Below are a list of tools and supplies to have with you.
- A sunhat of your choice
- A breathable long sleeve top or sunscreen
- A hydration vessel or two (stay hydrated!)
- Botanical keying guide
- Botanical hand lens
- Clamping and dissection tweezers
- A small sickle, pruning shears, or sharp scissors
- A cloth sheet, cotton bag, or jar to collect your fresh St. John’s wort
You can learn more about the tools you’ll need for foraging in our post, 7 Essential Tools For Botany (And A Few More For Good Measure).
Harvesting St. John’s Wort
When you happen upon a stand of St. John’s wort, it’s important to use your intuitive and critical surveying skills. Pause and look around you in all directions. Is there an abundance of St. John’s wort? If not, keep walking. If you observe enough plants so that your harvest won’t compromise the stand, you may begin your harvest.
I would also caution against harvesting from the very first stand you find. I know the excitement of happening upon the plant you have been looking for and feeling a deep desire to make herbal preparations with it, but sometimes, our gut sense and our critical mind can be in opposition. Instead, before you harvest, I suggest sitting with the plant and asking yourself the following questions.
- Will I use the plant material I harvest?
- How will I use it?
- What is my intention for harvesting this generous plant?
Once you’ve asked yourself these questions, if you feel good about harvesting the plant, it’s always reverent to ask the plant if you can harvest some of it. If you don’t feel good about harvesting this particular section of plant, I would trust your gut instinct and search for another stand. I often find that just being with the plant in its habitat offers the support I seek.

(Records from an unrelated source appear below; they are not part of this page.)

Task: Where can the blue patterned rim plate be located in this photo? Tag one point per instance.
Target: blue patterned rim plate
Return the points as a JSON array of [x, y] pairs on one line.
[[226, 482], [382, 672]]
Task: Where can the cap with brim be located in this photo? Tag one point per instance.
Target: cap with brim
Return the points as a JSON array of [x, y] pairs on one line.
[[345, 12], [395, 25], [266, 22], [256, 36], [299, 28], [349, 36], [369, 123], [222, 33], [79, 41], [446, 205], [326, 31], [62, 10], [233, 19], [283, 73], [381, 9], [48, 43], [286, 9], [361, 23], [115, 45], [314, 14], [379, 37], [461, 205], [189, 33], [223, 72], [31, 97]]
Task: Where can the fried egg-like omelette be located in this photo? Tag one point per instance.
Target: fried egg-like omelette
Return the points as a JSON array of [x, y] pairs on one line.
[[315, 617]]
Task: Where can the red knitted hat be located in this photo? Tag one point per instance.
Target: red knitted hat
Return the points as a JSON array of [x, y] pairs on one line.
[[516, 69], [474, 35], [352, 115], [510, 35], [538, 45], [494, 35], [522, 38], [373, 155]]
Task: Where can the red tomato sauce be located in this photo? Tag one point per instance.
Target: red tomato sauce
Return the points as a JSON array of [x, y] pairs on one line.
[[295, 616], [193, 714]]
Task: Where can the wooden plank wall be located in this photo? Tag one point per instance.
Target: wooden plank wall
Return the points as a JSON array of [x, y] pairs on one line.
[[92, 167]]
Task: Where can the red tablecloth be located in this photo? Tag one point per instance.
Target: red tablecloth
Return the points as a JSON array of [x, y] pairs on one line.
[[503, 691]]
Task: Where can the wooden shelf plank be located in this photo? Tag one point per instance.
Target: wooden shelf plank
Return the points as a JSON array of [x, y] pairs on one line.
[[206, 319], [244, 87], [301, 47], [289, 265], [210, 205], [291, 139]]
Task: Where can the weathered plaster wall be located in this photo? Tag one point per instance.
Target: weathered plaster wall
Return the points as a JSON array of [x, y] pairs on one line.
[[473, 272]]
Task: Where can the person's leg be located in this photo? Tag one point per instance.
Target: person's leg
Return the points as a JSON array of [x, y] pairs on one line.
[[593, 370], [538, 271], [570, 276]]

To ethically harvest St. John’s wort, take the least amount of plant material as possible. I also recommend coming back to the stand a week later, a month later, and especially next season to see how your harvest affected the plant’s future growth.
How To Harvest St. John’s Wort
When harvesting St. John’s wort, it’s helpful to harvest on sunny days when the flowers are likely to be dry.
Rosemary Gladstar recommends squeezing the buds and flowers as a test for harvest readiness (Gladstar, 2010). If they emit a reddish or deep purple oil, it’s time to harvest. If they don’t, then it’s not quite time.
The flowers, buds, and sometimes leaves (together known as aerial parts) are what you will harvest. Grab the plant below the sunray of flowers and cut just below your fist. With each cut, the goal is to be intentional about what you’re doing and why. Continually survey the stand as you harvest, making appropriate decisions about how much plant material to collect instead of harvesting mindlessly.
Don’t forget that proper labeling is important when wildcrafting herbs. Make sure to note the date and location of your harvest in a harvesting journal.
As you forage St. John’s wort, it will be warm and the sun will be shining—what a great opportunity to bring you back into the present moment of gathering a plant that will come to your aid in the future.
Gladstar, R. (2012). Medicinal herbs: A beginner’s guide. North Adams, MA: Storey Publishing.
Ells, J. (2011). Rocky mountain flora. Golden, CO: The Colorado Mountain Club Press.
Moore, M. (2003). Medicinal plants of the mountain west. Santa Fe, NM: Museum of New Mexico Press.
Weber, W. (1976). Rocky mountain flora. Niwot, CO: University Press of Colorado.
Wiles, B. (2018). Mountain states medicinal plants: Identify, harvest, and use 100 wild herbs for health and wellness. Portland, OR: Timber Press, Inc.